Submitting simple NFC patches

I’m working on the Clang Static Analyzer and I frequently see code that could be replaced by an llvm-alternative.

For example:
Replacing ad-hoc lambda implementing the operator< on pairs, or using std::sort(C.begin(). C.end()). Such code could be replaced by llvm::less_first and llvm::sort() respectively.
There are many more examples like this that I’m not listing here.

I could make such changes to the StaticAnalyzer part of the repo, but I’m curious if I shall grep for more and replace similar issues at the monorepo level.

If the community is on board with this, who shall review such changes?
I know that there is the llvm-project/CODE_OWNERS.TXT, but it feels like overkill to invite the code owners for such changes.
@clattner @chandlerc @AaronBallman

PS: I’m only aiming for the most simple, no-brainer refactor changes, in small pieces.

As far as I can remember, the policy (albeit potentially unwritten) about formatting patches is that they should not be “overdone”. Assuming that these changes incur neither run-time performance gain nor a penalty, I believe we could say they are essentially akin to formatting patches. So submitting the patches (or without a review, the commits themselves) just for the sake of “having things formatted” (or replaced with the STLExtras library calls) we should not put additional strain on the already humongous repository history (keep in mind that a fresh clone of the Monorepo is around 2 GiB of compressed history).

The counter-argument, however, is that if we keep “formatting” only pieces of code that we touch, then changed lines will be attributed by a history entry that shows a change that is semantically unrelated to what the commit message and the related patch describes. Also, littering “format changes” into the reviews of something professionally significant (i.e. requiring explicit scrutiny from the community) might end up significantly wasting reviewer effort.
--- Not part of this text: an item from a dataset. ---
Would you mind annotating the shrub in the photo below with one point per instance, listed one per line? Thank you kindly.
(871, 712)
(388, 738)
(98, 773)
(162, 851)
As for NFC patches, the general rule is that if the commit is yours, so is the responsibility. I would personally not overstep the boundaries of the parts of the project that I am familiar with even with NFC patches unless they are truly absolutely minimal and trivial (like typo changes or documentation that I was reading being incorrect or rendered broken).

Also, it should be noted that LLVM is compiled with many many toolchains currently across various platforms, sometimes even with otherwise conflicting flags (I think part of the project already requires C++17, while others are pegged at C++14.) So I would make it extra sure that whatever change is being made also works on “ancient” compilers too! A huge change’s revert due to something that is perfectly valid C++14 not being understood by GCC 5 or GCC 7 [†] would result in a revert commit that is equally huge.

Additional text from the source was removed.